Il buddismo e il Tibet presto potrebbero trovarsi senza una guida. Il Dalai Lama, in un’intervista al quotidiano Welt am Sonntag, ha infatti chiesto di non scegliere alcun successore dopo la sua morte. “L’istituzione del Dalai Lama ha fatto il suo tempo” ha detto il leader spirituale, premio Nobel per la pace nel 1989. Questo perché il “Buddismo tibetano – ha proseguito– non dipende da un solo individuo. Abbiamo una buona organizzazione della quale fanno parte monaci e studiosi altamente qualificati”.
A chi spetterà, dunque, adottare le decisioni vitali per la comunità?
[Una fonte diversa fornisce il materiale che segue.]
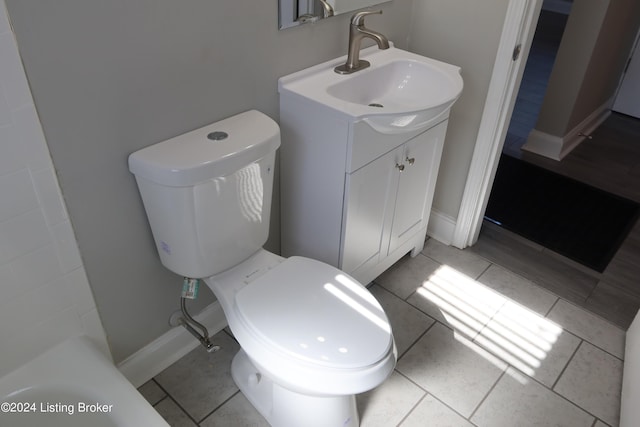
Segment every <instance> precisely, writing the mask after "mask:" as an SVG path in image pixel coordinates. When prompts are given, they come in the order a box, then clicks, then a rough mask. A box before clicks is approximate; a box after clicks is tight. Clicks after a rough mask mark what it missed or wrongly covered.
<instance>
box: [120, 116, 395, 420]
mask: <svg viewBox="0 0 640 427" xmlns="http://www.w3.org/2000/svg"><path fill="white" fill-rule="evenodd" d="M279 145H280V130H279V127H278V125H277V124H276V123H275V122H274V121H273V120H271V119H270V118H269V117H267V116H265V115H264V114H262V113H260V112H258V111H247V112H245V113H242V114H239V115H237V116H234V117H230V118H228V119H226V120H222V121H220V122H218V123H214V124H212V125H209V126H206V127H203V128H201V129H197V130H195V131H192V132H189V133H187V134H184V135H181V136H177V137H175V138H172V139H170V140H168V141H164V142H161V143H158V144H155V145H152V146H150V147H147V148H144V149H142V150H140V151H137V152H135V153H133V154H131V156H130V157H129V168H130V170H131V171H132V172H133V173H134V174H135V176H136V180H137V182H138V187H139V189H140V194H141V196H142V200H143V202H144V206H145V210H146V212H147V217H148V218H149V223H150V225H151V230H152V232H153V236H154V239H155V242H156V246H157V249H158V253H159V255H160V259H161V261H162V263H163V264H164V265H165V267H167V268H168V269H170V270H171V271H173V272H175V273H177V274H179V275H182V276H186V277H191V278H202V279H204V281H205V283H206V284H207V285H208V286H209V287H210V288H211V290H212V291H213V293H214V294H215V296H216V298H217V299H218V300H219V302H220V304H221V306H222V308H223V310H224V313H225V316H226V318H227V322H228V323H229V327H230V328H231V331H232V332H233V334H234V336H235V337H236V339H237V340H238V342H239V343H240V346H241V347H242V349H241V350H240V351H239V352H238V354H237V355H236V356H235V357H234V359H233V362H232V367H231V371H232V375H233V379H234V381H235V382H236V384H237V385H238V387H239V388H240V390H241V391H242V392H243V393H244V395H245V396H246V397H247V398H248V399H249V401H250V402H251V403H252V404H253V405H254V407H255V408H256V409H257V410H258V411H259V412H260V413H261V414H262V415H263V416H264V417H265V418H266V419H267V421H269V423H270V424H271V425H272V426H286V427H301V426H304V427H316V426H317V427H333V426H335V427H345V426H357V425H358V424H359V420H358V412H357V409H356V404H355V394H357V393H362V392H365V391H367V390H371V389H372V388H374V387H376V386H378V385H380V384H381V383H382V382H383V381H384V380H385V379H386V378H387V377H388V376H389V374H390V373H391V372H392V371H393V368H394V366H395V362H396V349H395V344H394V341H393V335H392V332H391V327H390V326H389V321H388V319H387V316H386V315H385V313H384V311H383V309H382V307H381V306H380V304H379V303H378V302H377V301H376V299H375V298H374V297H373V296H372V295H371V293H369V291H368V290H367V289H366V288H365V287H364V286H362V285H361V284H360V283H358V282H356V281H355V280H354V279H353V278H351V277H349V276H348V275H347V274H346V273H344V272H342V271H340V270H338V269H336V268H334V267H332V266H330V265H327V264H324V263H322V262H319V261H315V260H311V259H308V258H302V257H291V258H287V259H285V258H282V257H280V256H278V255H275V254H272V253H270V252H267V251H266V250H264V249H262V245H263V244H264V243H265V242H266V240H267V236H268V229H269V217H270V208H271V198H272V197H271V196H272V188H273V166H274V160H275V153H276V149H277V148H278V146H279Z"/></svg>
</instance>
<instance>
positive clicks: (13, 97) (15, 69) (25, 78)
mask: <svg viewBox="0 0 640 427" xmlns="http://www.w3.org/2000/svg"><path fill="white" fill-rule="evenodd" d="M0 58H2V61H0V79H1V80H0V86H1V87H2V88H3V89H4V94H5V96H6V97H7V103H8V104H9V107H10V108H11V109H12V110H17V109H19V108H22V107H25V106H27V105H30V104H32V103H33V101H32V98H31V92H30V90H29V84H28V83H27V77H26V75H25V73H24V68H22V61H21V60H20V55H19V54H18V48H17V46H16V42H15V38H14V37H13V33H12V32H8V33H5V34H2V35H0Z"/></svg>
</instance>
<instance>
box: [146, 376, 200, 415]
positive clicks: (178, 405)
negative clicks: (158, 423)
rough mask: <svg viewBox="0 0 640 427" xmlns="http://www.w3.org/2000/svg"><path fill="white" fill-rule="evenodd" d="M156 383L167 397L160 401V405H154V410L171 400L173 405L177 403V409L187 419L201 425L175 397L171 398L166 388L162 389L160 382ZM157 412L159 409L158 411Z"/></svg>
mask: <svg viewBox="0 0 640 427" xmlns="http://www.w3.org/2000/svg"><path fill="white" fill-rule="evenodd" d="M154 381H155V379H154ZM155 383H156V384H158V387H160V389H161V390H162V391H164V392H165V394H166V396H165V397H164V398H162V399H160V400H159V401H158V403H156V404H155V405H153V407H154V408H155V407H156V406H157V405H158V404H160V402H163V401H164V400H167V399H169V400H171V401H172V402H173V403H175V405H176V406H177V407H178V408H179V409H180V410H181V411H182V412H183V413H184V414H185V415H186V416H187V418H189V419H190V420H191V421H193V422H194V424H195V425H198V424H199V423H198V421H196V419H195V418H193V417H192V416H191V414H190V413H189V412H188V411H187V410H186V409H185V408H183V407H182V405H180V404H179V403H178V401H177V400H176V399H174V397H173V396H171V394H170V393H169V392H168V391H167V390H166V389H165V388H164V387H162V385H160V383H159V382H157V381H155ZM156 411H157V409H156ZM163 418H164V417H163Z"/></svg>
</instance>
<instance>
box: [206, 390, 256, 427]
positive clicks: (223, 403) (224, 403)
mask: <svg viewBox="0 0 640 427" xmlns="http://www.w3.org/2000/svg"><path fill="white" fill-rule="evenodd" d="M238 393H242V392H241V391H240V389H238V390H237V391H236V392H235V393H233V394H232V395H231V396H229V397H228V398H227V399H225V400H224V401H223V402H222V403H220V404H219V405H218V406H216V407H215V408H213V410H212V411H211V412H209V413H208V414H206V415H205V416H204V417H202V419H201V420H200V421H199V422H197V423H196V424H198V425H200V423H201V422H203V421H204V420H206V419H207V418H208V417H210V416H211V415H213V414H214V413H215V412H216V411H217V410H218V409H220V408H222V407H223V406H224V405H226V404H227V402H229V401H230V400H231V399H233V398H234V397H236V395H237V394H238ZM251 406H253V405H251ZM260 416H262V415H260Z"/></svg>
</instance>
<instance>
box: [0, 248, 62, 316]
mask: <svg viewBox="0 0 640 427" xmlns="http://www.w3.org/2000/svg"><path fill="white" fill-rule="evenodd" d="M10 265H11V270H12V272H13V280H14V281H15V282H14V284H13V287H15V288H16V295H21V294H23V293H26V292H28V291H30V290H32V289H36V288H38V287H40V286H43V285H45V284H47V283H49V282H52V281H54V280H57V279H59V278H61V277H62V276H63V274H62V270H61V269H60V263H59V262H58V257H57V255H56V251H55V247H54V245H53V244H52V243H51V244H48V245H46V246H43V247H42V248H39V249H37V250H35V251H32V252H29V253H28V254H26V255H24V256H21V257H19V258H17V259H16V260H14V261H13V262H11V264H10ZM0 306H2V303H1V302H0Z"/></svg>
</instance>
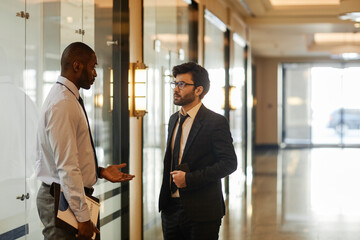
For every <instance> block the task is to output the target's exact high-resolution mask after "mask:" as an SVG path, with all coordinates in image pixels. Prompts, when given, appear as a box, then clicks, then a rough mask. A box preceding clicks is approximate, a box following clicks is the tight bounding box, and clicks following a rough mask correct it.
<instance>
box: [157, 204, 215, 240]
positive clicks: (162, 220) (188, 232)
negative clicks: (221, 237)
mask: <svg viewBox="0 0 360 240" xmlns="http://www.w3.org/2000/svg"><path fill="white" fill-rule="evenodd" d="M209 211H211V209H209ZM161 221H162V229H163V235H164V240H217V239H218V238H219V229H220V225H221V218H220V219H217V220H215V221H206V222H195V221H191V220H190V219H189V218H188V217H187V216H186V213H185V211H184V208H183V206H182V204H181V202H180V199H179V198H174V199H172V200H171V203H170V205H169V207H168V208H167V209H165V210H163V211H162V212H161Z"/></svg>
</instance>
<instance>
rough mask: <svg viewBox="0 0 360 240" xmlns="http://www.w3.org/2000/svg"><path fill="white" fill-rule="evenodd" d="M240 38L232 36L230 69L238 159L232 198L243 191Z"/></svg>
mask: <svg viewBox="0 0 360 240" xmlns="http://www.w3.org/2000/svg"><path fill="white" fill-rule="evenodd" d="M239 38H240V36H238V35H237V34H235V33H234V34H233V38H232V42H233V47H232V51H231V53H232V56H233V62H232V65H231V68H230V93H229V98H230V100H229V102H230V113H229V123H230V131H231V135H232V138H233V144H234V148H235V152H236V155H237V158H238V168H237V170H236V172H234V173H233V174H231V175H230V177H229V179H230V180H229V183H230V186H229V188H230V190H229V191H230V192H231V194H232V195H233V196H240V194H241V191H242V190H243V189H242V188H241V187H240V186H242V185H243V181H244V175H245V139H244V136H245V119H244V114H245V108H246V106H245V105H244V102H245V64H244V59H245V58H244V47H245V45H244V44H243V43H244V41H240V40H239Z"/></svg>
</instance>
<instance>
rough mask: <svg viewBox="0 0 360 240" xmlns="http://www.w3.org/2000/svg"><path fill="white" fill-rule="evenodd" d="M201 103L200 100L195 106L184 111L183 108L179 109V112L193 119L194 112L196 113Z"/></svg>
mask: <svg viewBox="0 0 360 240" xmlns="http://www.w3.org/2000/svg"><path fill="white" fill-rule="evenodd" d="M201 105H202V102H200V103H198V104H197V105H196V106H194V107H193V108H192V109H190V110H189V111H188V112H185V110H184V109H183V108H181V109H180V114H182V115H184V116H185V115H186V114H188V115H189V117H190V118H192V119H194V118H195V117H196V114H197V113H198V111H199V109H200V107H201Z"/></svg>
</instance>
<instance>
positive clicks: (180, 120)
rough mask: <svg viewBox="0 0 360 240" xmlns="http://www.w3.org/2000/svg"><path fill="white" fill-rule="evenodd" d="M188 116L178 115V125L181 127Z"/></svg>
mask: <svg viewBox="0 0 360 240" xmlns="http://www.w3.org/2000/svg"><path fill="white" fill-rule="evenodd" d="M188 116H189V114H186V115H182V114H180V125H182V124H183V123H184V122H185V120H186V118H187V117H188Z"/></svg>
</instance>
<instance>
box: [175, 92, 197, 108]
mask: <svg viewBox="0 0 360 240" xmlns="http://www.w3.org/2000/svg"><path fill="white" fill-rule="evenodd" d="M193 101H195V94H194V92H190V93H188V94H186V95H184V96H182V97H181V96H180V95H179V94H176V93H174V104H175V105H177V106H185V105H188V104H190V103H192V102H193Z"/></svg>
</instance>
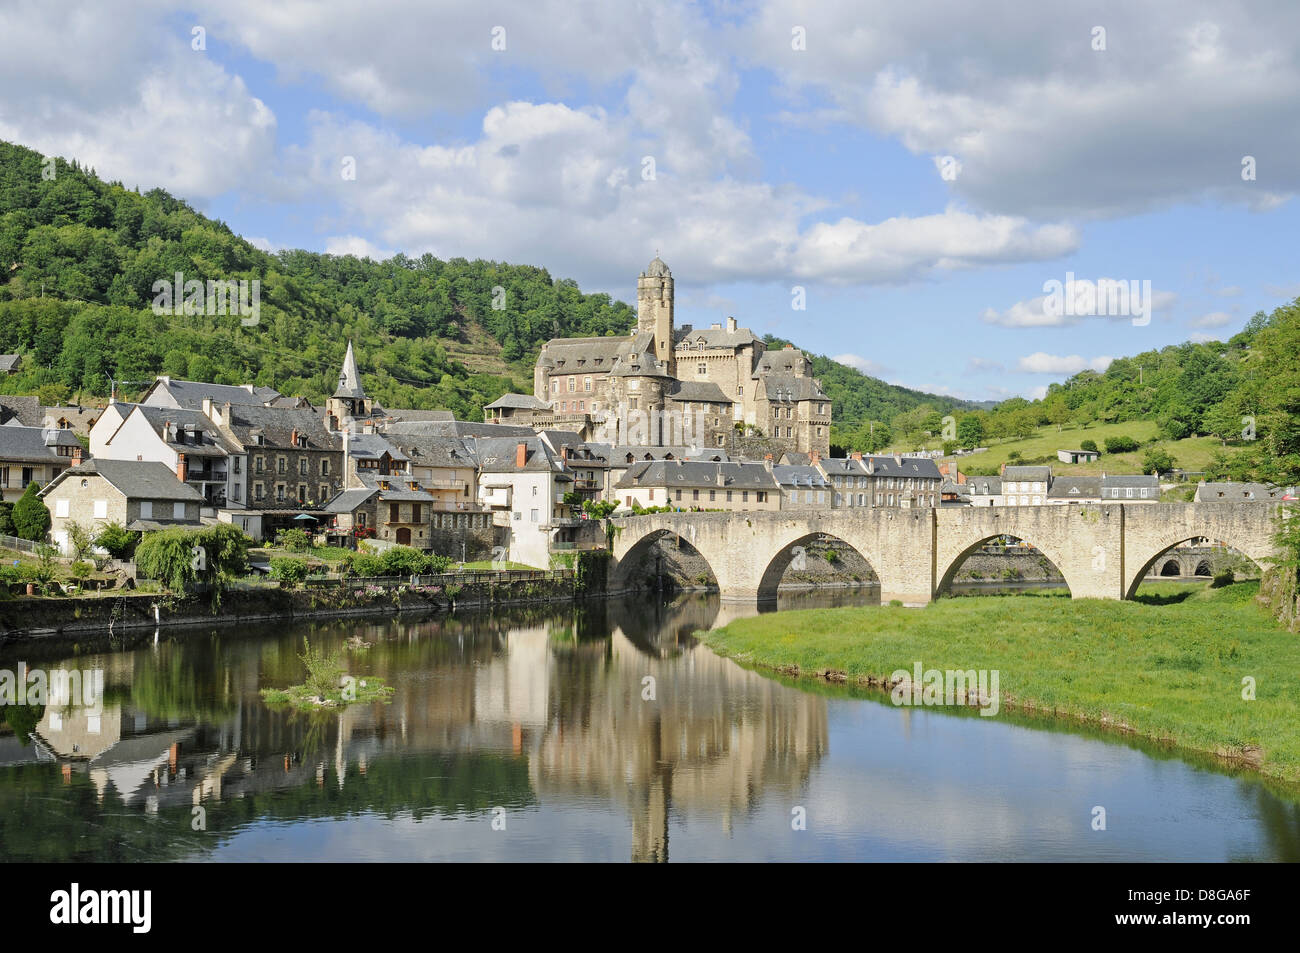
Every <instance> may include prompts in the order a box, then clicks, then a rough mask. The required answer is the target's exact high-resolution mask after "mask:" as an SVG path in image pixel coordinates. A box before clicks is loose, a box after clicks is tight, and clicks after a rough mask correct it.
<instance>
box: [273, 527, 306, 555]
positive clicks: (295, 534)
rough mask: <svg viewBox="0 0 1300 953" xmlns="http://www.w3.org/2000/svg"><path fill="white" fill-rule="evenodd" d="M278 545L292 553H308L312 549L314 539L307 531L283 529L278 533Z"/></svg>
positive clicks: (278, 545)
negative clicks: (309, 549)
mask: <svg viewBox="0 0 1300 953" xmlns="http://www.w3.org/2000/svg"><path fill="white" fill-rule="evenodd" d="M276 545H277V546H279V547H281V549H285V550H289V551H290V553H305V551H307V550H309V549H311V547H312V538H311V537H309V536H308V534H307V530H305V529H298V528H296V527H295V528H294V529H281V530H279V532H278V533H276Z"/></svg>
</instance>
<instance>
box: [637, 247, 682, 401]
mask: <svg viewBox="0 0 1300 953" xmlns="http://www.w3.org/2000/svg"><path fill="white" fill-rule="evenodd" d="M637 332H638V333H640V332H649V333H651V334H654V356H655V360H658V361H660V363H662V364H663V367H664V369H666V372H667V373H668V376H671V377H676V376H677V361H676V358H673V348H672V272H669V270H668V265H666V264H664V263H663V260H662V259H660V257H659V256H658V255H655V259H654V261H651V263H650V267H649V268H646V270H643V272H642V273H641V277H640V278H637Z"/></svg>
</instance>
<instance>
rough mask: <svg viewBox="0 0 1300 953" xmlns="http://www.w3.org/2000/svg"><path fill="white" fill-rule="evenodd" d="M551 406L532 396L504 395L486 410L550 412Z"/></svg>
mask: <svg viewBox="0 0 1300 953" xmlns="http://www.w3.org/2000/svg"><path fill="white" fill-rule="evenodd" d="M550 408H551V406H550V404H549V403H546V402H545V400H538V399H537V398H536V397H533V395H532V394H502V395H500V397H498V398H497V399H495V400H493V402H491V403H490V404H485V406H484V410H487V411H495V410H519V411H549V410H550Z"/></svg>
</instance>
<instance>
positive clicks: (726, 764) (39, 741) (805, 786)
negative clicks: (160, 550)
mask: <svg viewBox="0 0 1300 953" xmlns="http://www.w3.org/2000/svg"><path fill="white" fill-rule="evenodd" d="M862 598H870V597H865V595H863V594H861V593H859V594H854V593H837V594H835V595H826V594H819V595H814V594H805V595H797V597H790V598H789V599H787V601H785V602H783V607H788V606H789V605H827V602H828V601H836V602H850V601H854V599H862ZM732 611H735V610H731V608H729V607H727V606H725V605H720V603H719V602H718V601H716V597H706V595H692V597H684V598H681V599H679V601H676V602H673V603H664V602H662V601H654V599H647V601H642V602H636V601H629V602H611V603H593V605H588V606H584V607H580V608H573V607H571V606H563V607H545V608H538V610H520V611H513V612H503V614H497V615H486V614H482V615H467V616H460V618H455V619H447V618H439V619H430V620H421V621H398V620H382V621H364V623H363V621H341V623H328V624H313V625H296V627H289V628H285V627H277V628H264V629H251V631H250V629H240V631H231V629H222V631H217V632H211V633H208V632H194V631H191V632H183V633H179V632H178V633H175V634H164V636H162V637H161V640H160V641H159V642H157V644H153V642H152V638H146V640H144V642H143V644H142V645H136V646H135V647H127V649H117V650H112V649H108V647H100V646H96V647H95V650H94V651H91V650H86V649H83V650H82V653H81V654H79V655H72V650H70V647H69V646H62V647H49V649H45V650H44V654H39V653H38V650H36V649H27V650H25V651H22V653H16V650H14V649H13V647H9V649H6V650H3V651H0V668H8V670H17V663H18V662H19V660H25V662H26V663H27V664H29V666H30V667H40V668H45V670H55V668H66V670H95V668H99V670H103V673H104V676H103V677H104V684H103V692H101V693H92V694H94V701H95V703H94V706H91V707H87V706H86V705H68V706H62V707H60V709H56V707H55V706H49V707H47V709H45V710H44V712H40V711H38V710H26V711H23V712H14V714H13V715H12V718H10V722H13V720H17V722H18V723H19V731H21V732H22V735H21V738H22V740H19V737H16V736H14V735H13V733H12V732H10V729H8V728H5V729H4V731H3V733H0V859H3V861H14V859H39V861H73V859H75V861H108V859H125V861H172V859H177V861H434V859H459V861H533V859H555V861H628V859H634V861H666V859H672V861H719V859H741V861H762V859H777V861H850V859H855V861H868V859H870V861H987V859H1005V861H1017V859H1050V861H1075V859H1082V861H1113V859H1136V861H1188V859H1205V861H1265V859H1268V861H1295V859H1300V800H1297V798H1300V796H1297V794H1296V793H1295V792H1290V790H1284V789H1283V790H1270V788H1268V787H1266V785H1265V784H1262V783H1260V781H1257V780H1255V779H1251V777H1247V776H1231V775H1227V774H1222V772H1219V771H1217V770H1214V768H1213V767H1212V766H1208V764H1197V763H1193V762H1190V761H1186V759H1183V758H1179V757H1173V755H1170V754H1169V753H1166V751H1162V750H1160V749H1157V748H1153V746H1144V745H1140V744H1136V745H1135V744H1132V742H1126V741H1123V740H1117V738H1113V737H1104V736H1095V735H1088V733H1084V732H1079V731H1076V729H1070V728H1067V727H1065V725H1053V723H1049V722H1041V720H1037V722H1027V720H1015V719H1013V718H1008V716H1005V715H1000V716H997V718H992V719H989V718H979V716H976V715H954V714H948V712H943V711H935V710H905V709H896V707H893V706H892V705H891V703H889V702H888V698H885V697H884V696H879V694H875V693H866V692H857V693H854V692H853V690H846V689H836V688H829V686H816V688H809V686H801V688H794V686H792V685H789V684H785V683H783V681H781V680H775V679H770V677H766V676H763V675H758V673H755V672H750V671H746V670H744V668H741V667H738V666H736V664H733V663H732V662H728V660H724V659H720V658H718V657H716V655H714V654H712V653H711V651H708V649H706V647H703V646H701V645H697V644H694V641H693V640H692V637H690V633H692V632H693V631H695V629H699V628H707V627H710V625H714V624H719V623H722V621H725V620H727V619H728V618H731V612H732ZM304 634H308V636H309V637H311V638H312V640H313V644H315V642H320V644H330V645H339V644H341V642H342V641H343V640H344V638H347V637H350V636H357V634H359V636H361V637H363V638H364V640H367V641H370V642H373V647H372V649H370V650H369V651H367V653H364V654H363V655H359V657H356V660H355V662H354V663H352V670H354V671H355V672H357V673H369V675H380V676H382V677H385V679H386V680H387V681H389V684H391V685H394V686H395V689H396V693H395V696H394V698H393V702H391V703H390V705H374V706H369V705H367V706H354V707H351V709H348V710H346V711H344V712H342V714H339V712H334V714H315V715H298V714H286V712H281V711H273V710H269V709H268V707H266V706H264V705H263V702H261V699H260V696H259V689H260V688H265V686H283V685H289V684H292V683H296V681H300V680H302V675H303V672H302V667H300V663H299V662H298V659H296V653H298V651H299V650H300V647H302V638H303V636H304ZM647 676H650V677H653V679H654V683H653V686H654V694H655V698H654V701H646V699H643V698H642V694H643V692H645V686H646V685H647V683H646V681H645V680H646V677H647ZM23 719H26V722H25V720H23ZM29 737H31V740H30V741H27V738H29ZM1099 805H1100V806H1104V807H1105V809H1106V828H1108V829H1105V831H1093V829H1092V823H1091V822H1092V809H1093V807H1095V806H1099ZM196 806H198V807H201V809H203V813H201V814H203V815H204V816H200V813H198V811H195V807H196ZM800 809H802V815H803V816H805V818H806V829H802V831H800V829H793V824H792V820H793V819H794V818H796V816H798V815H800ZM200 820H201V822H203V826H205V829H195V827H199V826H200V823H199V822H200ZM502 828H503V829H502Z"/></svg>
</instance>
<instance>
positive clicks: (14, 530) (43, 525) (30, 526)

Ai politici, che già da quasi tredici anni sono investiti di maggiori responsabilità e funzioni. Ma l’orizzonte di un buddismo privo della sua massima carica sembra ancora lontano. Il Dalai Lama, nonostante i suoi quasi 80 anni di età, vede ancora un lungo cammino davanti a sé: “Secondo i medici che mi hanno visitato – ha raccontato ancora al Die Welt – arriverò a 100 anni. Stando ai miei sogni a 113. Ma 100, credo, saranno sicuri”.
Il Dalai Lama, che ha ammesso di avere una forte nostalgia del Tibet dopo 50 anni di esilio, vede con ottimismo la nuova situazione politica in Cina. “Sotto il presidente Xi Jinping è iniziata una nuova era” ha affermato la guida spirituale “vuole creare una società più armoniosa rispetto a quella del suo predecessore Hu Jintao. Inoltre, nella sua visita a Parigi del marzo scorso, aveva definito il buddismo come una parte importante della cultura cinese”. Dure critiche sono state invece espresse nei confronti di Vladimir Putin: “Dapprima è stato presidente, poi premier e poi di nuovo presidente, un po’ troppo. Ciò dimostra che è molto egocentrico: io, io, io!”